Growing tropical plants  like birds of paradise is a wonderful way to introduce a little exotic flair and beautiful colors into your home. This is especially true if you live in a colder climate. Some people love tropical plants for their brilliant colors, but other people have them because they have large, variegated or unusually patterned foliage that is very eye-catching. They’re a nice choice if you want to bring a touch of the rainforest or jungle to your home. 

There are dozens of tropical plants to choose from when you start looking if you’re ready to mimic their favored growing conditions.
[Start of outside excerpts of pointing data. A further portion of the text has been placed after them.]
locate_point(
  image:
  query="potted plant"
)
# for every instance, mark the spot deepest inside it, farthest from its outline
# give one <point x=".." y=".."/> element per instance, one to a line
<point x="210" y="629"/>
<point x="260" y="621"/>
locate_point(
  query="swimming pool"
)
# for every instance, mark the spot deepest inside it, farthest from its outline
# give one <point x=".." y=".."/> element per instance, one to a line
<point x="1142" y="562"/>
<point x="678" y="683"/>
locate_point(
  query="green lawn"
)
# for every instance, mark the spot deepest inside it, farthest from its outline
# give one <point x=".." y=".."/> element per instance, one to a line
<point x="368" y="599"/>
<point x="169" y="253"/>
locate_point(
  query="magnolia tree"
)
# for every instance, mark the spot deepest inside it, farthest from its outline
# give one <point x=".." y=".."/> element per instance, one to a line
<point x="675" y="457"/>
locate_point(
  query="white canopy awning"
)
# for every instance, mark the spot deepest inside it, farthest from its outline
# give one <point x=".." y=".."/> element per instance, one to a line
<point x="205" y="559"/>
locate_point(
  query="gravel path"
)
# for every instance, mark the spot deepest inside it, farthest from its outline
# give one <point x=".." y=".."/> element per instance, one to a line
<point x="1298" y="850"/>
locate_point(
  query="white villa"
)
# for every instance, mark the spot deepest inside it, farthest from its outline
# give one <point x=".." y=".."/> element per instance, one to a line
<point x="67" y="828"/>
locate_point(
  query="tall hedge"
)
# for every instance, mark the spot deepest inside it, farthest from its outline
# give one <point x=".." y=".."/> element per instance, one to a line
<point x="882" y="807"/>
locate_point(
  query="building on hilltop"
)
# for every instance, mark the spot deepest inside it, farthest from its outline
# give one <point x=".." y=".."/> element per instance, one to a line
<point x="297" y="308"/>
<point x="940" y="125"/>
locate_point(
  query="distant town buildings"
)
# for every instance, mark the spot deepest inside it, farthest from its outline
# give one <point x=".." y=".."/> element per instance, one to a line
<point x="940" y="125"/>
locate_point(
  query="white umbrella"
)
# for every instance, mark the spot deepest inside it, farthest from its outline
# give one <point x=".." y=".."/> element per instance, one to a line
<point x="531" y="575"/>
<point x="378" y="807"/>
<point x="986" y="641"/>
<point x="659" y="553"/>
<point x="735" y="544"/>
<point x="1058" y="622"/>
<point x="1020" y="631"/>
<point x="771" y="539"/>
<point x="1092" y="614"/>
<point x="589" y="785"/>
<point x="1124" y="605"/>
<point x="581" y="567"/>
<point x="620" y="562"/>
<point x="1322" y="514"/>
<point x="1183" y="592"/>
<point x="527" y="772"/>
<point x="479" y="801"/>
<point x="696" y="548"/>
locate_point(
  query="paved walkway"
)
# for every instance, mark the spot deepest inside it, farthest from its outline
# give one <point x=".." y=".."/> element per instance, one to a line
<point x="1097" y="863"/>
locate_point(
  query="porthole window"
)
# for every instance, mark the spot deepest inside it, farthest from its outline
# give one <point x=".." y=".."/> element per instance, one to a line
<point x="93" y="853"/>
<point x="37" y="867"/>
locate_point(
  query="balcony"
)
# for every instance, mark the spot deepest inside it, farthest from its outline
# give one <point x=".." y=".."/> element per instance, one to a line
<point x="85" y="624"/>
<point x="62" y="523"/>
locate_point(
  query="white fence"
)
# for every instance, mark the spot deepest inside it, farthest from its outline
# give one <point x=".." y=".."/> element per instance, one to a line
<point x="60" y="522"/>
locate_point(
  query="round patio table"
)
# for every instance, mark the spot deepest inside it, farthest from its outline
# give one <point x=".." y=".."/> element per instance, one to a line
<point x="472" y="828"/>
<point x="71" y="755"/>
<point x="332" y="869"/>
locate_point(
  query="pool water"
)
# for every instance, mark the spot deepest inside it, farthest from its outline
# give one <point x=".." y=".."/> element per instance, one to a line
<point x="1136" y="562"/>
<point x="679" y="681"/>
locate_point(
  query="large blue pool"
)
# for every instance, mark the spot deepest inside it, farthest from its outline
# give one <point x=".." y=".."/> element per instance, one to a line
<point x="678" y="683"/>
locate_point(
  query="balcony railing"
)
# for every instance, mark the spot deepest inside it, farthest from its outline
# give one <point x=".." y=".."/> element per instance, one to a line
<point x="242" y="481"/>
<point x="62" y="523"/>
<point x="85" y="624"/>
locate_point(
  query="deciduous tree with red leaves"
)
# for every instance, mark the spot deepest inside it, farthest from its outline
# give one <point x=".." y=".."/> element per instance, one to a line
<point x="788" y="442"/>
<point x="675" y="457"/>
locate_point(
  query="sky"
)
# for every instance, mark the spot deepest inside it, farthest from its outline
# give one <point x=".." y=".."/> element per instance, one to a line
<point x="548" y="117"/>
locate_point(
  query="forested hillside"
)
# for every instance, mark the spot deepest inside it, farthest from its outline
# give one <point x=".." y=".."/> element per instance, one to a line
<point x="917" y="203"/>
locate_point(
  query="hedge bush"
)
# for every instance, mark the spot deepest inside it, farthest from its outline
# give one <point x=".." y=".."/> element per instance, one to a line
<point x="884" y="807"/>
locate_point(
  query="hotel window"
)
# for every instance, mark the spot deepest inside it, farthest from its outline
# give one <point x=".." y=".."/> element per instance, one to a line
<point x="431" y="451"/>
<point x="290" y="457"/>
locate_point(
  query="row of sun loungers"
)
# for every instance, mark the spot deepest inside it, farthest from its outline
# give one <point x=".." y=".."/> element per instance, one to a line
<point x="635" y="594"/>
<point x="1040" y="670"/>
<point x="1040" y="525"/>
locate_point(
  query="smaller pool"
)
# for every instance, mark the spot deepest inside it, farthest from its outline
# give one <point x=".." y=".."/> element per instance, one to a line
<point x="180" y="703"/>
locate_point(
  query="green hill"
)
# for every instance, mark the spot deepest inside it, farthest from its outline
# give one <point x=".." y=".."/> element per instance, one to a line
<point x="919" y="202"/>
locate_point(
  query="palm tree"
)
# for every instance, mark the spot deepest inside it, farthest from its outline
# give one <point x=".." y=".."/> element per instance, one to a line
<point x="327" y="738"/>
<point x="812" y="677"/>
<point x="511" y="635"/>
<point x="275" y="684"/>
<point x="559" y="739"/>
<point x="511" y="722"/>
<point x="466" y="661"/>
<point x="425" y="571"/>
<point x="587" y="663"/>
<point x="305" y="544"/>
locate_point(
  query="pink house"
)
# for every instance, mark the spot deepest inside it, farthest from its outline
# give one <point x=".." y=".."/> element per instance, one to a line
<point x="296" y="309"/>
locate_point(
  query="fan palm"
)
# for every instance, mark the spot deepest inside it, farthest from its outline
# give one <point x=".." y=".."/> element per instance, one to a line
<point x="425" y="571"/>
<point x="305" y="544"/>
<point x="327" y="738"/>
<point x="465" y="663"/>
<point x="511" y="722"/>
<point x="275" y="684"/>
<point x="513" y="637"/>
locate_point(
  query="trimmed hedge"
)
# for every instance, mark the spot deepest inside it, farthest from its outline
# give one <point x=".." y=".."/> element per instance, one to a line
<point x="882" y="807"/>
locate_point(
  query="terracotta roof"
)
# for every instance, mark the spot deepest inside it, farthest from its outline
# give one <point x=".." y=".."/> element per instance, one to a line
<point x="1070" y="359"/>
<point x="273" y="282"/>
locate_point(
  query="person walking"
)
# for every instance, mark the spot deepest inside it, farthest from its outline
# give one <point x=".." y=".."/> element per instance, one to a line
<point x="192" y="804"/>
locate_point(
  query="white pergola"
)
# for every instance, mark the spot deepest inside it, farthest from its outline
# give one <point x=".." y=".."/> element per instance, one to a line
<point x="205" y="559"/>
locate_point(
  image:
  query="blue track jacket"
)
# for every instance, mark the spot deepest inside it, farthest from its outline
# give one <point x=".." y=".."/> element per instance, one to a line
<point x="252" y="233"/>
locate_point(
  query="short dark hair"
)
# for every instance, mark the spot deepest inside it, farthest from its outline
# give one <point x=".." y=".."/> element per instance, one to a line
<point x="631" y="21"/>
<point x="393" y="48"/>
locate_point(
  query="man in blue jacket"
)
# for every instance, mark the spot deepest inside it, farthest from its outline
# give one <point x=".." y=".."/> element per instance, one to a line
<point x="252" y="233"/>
They will require slightly higher humidity and temperatures than other plants, and some prefer to have a lot of sunlight, but they’re relatively easy to keep alive and thriving once you get the hang of it. If you’re not sure what tropical plants to pick, this is for you. We’re going to highlight several popular options that you can incorporate into your home. 

1. Anthurium

This is a tropical plant that is very popular due to the bright, stately flowers it produces. You can choose from several different cultivars when you pick out this plant, and this makes it a slightly more versatile choice. This is a more challenging plant to grow, but it’s very rewarding when you figure out what the plant prefers and how to get it to open those beautiful flowers. If you get it right, you’ll get rewarded with very bright red blooms that contrast sharply with the plant’s bright yellow spadix. 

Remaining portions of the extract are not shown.